Known as the Peterson Avenue Hill, the 603-ft by 30-ft cobblestone incline is one of the last remaining brick streets in Derby City. While the drive is short, its history is not.

So, next time your car wheels hit the bricks of the Peterson Avenue Hill, let it jolt you back in time and think of these three historical pit stops about the avenue listed on the National Register of Historic Places.

📍 A road is born

Peterson Avenue was constructed in 1902 with vitrified bricks laid at an angle in a sand base for traction. It was built as the Peterson-Dumesnil House estate was divided into the growing Crescent Hill neighborhood. Named after Joseph Peterson, the prominent tobacco salesman who built the Peterson-Dumesnil home sometime between 1869-1870, the avenue was laid just west of the house’s original driveway.

The angling of the brick on the street is the only one of its kind still in existence in Louisville today.

📍 An oral tradition

Local lore around the hill tells the story of the early 19th-century automobile in Louisville.

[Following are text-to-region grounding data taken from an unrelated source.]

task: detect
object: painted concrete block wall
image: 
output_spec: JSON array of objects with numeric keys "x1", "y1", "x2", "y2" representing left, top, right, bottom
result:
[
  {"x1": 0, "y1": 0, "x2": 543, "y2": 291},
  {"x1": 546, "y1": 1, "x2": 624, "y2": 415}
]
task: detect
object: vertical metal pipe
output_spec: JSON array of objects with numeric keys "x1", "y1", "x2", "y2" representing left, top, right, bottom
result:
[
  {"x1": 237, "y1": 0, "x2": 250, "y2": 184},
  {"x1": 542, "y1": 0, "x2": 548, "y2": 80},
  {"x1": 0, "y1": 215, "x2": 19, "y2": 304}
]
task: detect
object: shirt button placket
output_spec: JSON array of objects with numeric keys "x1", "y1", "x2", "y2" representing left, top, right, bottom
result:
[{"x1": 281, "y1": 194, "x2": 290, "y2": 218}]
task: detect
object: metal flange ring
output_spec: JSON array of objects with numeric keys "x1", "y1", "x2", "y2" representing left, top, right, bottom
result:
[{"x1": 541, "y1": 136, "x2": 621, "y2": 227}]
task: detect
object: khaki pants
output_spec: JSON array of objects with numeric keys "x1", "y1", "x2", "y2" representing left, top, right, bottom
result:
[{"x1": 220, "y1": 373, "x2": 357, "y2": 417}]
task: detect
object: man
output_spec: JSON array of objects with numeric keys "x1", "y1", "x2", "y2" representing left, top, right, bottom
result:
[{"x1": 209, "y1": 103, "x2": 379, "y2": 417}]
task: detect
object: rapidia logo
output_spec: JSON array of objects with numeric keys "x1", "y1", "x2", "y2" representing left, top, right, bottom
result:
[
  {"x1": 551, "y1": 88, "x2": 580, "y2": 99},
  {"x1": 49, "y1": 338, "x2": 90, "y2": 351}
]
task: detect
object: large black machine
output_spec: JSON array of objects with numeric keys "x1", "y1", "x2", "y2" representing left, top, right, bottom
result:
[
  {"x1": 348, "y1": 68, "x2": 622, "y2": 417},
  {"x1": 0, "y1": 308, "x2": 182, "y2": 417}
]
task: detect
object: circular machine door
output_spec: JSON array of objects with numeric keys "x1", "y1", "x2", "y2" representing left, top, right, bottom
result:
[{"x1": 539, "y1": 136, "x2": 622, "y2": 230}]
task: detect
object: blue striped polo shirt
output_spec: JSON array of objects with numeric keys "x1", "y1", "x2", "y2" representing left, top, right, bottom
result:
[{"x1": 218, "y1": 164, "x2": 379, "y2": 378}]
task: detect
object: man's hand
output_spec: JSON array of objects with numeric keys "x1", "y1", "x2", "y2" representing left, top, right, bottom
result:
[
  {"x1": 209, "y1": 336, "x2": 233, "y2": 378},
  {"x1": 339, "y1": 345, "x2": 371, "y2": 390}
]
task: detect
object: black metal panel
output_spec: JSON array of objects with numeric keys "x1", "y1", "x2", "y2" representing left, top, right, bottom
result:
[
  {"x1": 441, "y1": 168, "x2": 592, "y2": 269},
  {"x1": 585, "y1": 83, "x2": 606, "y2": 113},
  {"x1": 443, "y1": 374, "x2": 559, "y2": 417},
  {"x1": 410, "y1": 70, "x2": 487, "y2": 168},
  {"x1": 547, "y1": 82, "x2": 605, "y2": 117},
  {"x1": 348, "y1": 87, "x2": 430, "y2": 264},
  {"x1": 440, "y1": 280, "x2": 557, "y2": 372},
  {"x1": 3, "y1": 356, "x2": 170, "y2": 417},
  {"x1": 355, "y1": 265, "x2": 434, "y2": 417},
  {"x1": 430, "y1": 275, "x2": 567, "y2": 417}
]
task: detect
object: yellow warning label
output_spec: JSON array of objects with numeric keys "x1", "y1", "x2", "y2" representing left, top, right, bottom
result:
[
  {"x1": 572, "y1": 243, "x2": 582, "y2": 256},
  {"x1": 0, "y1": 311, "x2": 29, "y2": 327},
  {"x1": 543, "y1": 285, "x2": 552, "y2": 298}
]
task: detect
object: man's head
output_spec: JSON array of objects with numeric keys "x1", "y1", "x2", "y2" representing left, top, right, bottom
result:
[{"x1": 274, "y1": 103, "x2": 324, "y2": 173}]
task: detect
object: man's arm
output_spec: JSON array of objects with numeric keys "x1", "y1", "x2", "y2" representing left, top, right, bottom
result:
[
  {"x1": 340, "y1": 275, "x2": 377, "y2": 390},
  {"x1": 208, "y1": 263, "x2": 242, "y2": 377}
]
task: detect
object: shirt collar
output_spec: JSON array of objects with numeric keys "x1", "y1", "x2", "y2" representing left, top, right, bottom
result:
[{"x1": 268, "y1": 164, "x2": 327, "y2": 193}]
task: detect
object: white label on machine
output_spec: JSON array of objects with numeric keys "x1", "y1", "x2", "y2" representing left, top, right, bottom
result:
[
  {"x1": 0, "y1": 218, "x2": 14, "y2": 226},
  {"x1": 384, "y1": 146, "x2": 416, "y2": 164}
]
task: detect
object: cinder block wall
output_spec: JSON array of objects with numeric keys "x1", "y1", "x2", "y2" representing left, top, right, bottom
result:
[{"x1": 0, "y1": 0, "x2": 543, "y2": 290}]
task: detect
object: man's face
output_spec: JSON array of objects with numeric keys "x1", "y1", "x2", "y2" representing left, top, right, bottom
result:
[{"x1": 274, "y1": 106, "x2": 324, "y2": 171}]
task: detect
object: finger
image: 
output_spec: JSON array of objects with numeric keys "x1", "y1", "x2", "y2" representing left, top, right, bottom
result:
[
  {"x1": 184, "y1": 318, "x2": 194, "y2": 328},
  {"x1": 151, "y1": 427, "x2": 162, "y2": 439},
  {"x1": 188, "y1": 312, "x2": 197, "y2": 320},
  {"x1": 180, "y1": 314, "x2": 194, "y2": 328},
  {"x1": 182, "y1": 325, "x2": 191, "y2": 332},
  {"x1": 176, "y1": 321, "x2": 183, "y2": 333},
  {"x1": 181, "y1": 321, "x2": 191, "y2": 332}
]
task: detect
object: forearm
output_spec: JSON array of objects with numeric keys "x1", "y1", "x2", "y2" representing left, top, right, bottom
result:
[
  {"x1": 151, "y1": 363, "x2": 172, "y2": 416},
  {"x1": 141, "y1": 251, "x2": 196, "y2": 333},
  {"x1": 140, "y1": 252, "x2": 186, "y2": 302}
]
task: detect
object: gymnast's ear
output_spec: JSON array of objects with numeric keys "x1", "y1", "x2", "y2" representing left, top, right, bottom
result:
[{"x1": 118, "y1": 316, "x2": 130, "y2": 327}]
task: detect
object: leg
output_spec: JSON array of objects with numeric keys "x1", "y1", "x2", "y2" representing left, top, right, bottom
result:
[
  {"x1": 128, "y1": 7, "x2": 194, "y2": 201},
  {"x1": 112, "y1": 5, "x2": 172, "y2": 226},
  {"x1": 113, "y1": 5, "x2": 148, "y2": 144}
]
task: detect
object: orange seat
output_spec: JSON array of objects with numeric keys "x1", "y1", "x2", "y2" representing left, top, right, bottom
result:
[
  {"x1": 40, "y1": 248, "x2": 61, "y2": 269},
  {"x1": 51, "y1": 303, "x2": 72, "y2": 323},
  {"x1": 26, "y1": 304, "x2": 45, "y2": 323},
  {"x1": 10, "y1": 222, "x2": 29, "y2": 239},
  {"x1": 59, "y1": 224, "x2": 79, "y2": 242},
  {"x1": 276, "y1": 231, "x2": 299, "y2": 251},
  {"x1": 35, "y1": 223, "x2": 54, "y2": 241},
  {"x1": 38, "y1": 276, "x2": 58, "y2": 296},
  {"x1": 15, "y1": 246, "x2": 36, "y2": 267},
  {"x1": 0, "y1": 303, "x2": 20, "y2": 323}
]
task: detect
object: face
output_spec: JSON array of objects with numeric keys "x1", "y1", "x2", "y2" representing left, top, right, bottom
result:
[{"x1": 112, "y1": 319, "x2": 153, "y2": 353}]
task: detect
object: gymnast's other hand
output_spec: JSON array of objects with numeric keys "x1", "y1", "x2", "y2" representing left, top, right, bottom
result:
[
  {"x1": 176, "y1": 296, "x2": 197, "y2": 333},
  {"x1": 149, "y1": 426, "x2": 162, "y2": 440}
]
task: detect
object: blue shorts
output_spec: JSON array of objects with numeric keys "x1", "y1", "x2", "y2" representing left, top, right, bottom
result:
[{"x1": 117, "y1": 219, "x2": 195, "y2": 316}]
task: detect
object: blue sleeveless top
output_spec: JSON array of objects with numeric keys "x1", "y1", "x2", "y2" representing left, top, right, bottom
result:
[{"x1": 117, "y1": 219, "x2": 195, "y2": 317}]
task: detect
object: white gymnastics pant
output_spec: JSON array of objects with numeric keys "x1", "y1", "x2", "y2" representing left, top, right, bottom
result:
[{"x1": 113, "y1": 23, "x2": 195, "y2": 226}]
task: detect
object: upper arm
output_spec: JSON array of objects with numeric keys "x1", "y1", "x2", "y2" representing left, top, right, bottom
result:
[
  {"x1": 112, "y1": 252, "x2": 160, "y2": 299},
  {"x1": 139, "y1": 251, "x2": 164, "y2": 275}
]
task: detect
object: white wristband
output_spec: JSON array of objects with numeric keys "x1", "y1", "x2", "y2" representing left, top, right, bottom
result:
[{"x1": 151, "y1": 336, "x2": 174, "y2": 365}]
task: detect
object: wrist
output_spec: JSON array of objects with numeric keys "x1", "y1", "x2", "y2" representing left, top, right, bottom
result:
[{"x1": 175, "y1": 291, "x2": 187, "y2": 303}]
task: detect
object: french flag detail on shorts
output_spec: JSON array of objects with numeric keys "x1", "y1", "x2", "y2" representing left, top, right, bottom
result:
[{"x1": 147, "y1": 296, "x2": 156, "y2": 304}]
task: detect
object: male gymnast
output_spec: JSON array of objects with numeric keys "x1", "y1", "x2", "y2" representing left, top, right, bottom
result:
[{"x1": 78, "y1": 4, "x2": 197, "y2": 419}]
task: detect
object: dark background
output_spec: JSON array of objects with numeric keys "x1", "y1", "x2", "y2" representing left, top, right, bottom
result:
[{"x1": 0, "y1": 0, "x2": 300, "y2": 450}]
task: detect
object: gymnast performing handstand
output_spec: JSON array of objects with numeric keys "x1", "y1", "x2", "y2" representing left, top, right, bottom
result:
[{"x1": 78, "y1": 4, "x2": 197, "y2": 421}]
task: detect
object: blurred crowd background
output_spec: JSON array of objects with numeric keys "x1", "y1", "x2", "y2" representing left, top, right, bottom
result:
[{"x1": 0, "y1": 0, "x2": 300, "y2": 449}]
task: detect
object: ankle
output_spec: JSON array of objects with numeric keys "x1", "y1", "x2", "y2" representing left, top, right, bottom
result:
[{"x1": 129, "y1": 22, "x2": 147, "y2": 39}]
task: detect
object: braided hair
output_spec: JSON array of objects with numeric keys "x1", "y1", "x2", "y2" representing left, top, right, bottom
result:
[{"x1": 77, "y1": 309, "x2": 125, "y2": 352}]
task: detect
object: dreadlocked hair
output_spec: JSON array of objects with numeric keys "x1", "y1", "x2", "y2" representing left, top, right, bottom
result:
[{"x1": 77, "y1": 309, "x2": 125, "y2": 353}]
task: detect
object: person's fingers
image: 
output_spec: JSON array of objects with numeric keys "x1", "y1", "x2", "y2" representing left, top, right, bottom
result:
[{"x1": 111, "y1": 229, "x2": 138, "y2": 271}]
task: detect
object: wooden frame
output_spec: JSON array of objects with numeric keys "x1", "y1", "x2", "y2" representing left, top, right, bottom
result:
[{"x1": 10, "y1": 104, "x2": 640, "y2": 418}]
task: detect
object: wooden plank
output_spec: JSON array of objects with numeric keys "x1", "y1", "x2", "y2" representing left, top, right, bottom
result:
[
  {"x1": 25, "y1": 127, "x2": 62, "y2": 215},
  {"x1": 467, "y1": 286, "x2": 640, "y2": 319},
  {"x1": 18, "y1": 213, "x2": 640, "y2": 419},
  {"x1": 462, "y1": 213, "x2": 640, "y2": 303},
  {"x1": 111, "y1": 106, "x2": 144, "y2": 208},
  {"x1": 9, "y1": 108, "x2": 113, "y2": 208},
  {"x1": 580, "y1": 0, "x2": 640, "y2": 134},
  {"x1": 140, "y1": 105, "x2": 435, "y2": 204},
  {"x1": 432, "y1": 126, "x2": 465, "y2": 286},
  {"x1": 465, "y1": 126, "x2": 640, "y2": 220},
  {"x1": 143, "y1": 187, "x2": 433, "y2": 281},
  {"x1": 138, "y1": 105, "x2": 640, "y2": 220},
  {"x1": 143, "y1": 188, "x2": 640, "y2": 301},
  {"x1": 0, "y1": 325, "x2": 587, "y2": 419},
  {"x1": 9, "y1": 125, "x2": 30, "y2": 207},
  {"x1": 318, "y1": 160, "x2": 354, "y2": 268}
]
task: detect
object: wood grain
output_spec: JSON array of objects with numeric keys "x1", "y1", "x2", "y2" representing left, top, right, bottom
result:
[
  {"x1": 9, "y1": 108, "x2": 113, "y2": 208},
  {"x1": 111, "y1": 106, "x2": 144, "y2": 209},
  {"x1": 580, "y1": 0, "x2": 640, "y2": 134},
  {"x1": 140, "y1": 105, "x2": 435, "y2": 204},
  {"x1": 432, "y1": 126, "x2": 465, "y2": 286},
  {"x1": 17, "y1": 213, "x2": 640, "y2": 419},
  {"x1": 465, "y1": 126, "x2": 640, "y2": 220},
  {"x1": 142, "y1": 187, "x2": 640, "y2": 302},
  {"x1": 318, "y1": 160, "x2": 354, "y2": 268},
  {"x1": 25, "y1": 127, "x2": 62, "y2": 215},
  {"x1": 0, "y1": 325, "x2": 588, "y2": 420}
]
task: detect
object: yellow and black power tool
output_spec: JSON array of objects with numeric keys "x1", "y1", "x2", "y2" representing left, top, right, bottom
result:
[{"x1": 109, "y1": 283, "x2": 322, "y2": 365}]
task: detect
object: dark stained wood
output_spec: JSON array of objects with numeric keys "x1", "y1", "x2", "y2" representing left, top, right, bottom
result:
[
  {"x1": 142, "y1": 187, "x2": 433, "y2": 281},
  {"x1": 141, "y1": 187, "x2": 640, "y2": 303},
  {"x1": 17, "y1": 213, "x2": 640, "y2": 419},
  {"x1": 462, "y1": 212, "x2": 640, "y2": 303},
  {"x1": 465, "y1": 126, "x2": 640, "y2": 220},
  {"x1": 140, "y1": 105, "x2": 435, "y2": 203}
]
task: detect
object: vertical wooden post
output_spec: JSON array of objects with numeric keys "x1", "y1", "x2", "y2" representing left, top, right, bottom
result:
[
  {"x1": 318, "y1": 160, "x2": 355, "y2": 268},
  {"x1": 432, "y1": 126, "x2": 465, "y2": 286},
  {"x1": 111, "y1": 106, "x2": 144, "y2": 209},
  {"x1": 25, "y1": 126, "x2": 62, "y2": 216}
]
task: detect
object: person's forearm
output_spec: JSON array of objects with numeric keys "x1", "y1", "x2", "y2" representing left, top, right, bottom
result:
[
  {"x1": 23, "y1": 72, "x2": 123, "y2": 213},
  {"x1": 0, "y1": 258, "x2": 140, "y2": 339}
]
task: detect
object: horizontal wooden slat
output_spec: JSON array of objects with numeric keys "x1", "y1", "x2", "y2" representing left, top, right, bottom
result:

Local car dealers would say their vehicles could take Peterson Hill in high gear, no problem — and many put the claim to test on the street. Legend says the fire department would also use the hill to test its new fire engines.

Blue and white ceramic tiles laid into a concrete wall.

You can see small ceramic tiles denoting Peterson Hill a landmark if you walk up the avenue.

Photo by LOUtoday

📍 Becoming a landmark

In 1979, the hill became a local landmark and was officially listed on the National Register Historic of Historic Places in 1980. Today, you can read about the hill’s history via the small blue, ceramic tiles laid into a cement wall about halfway up the slope.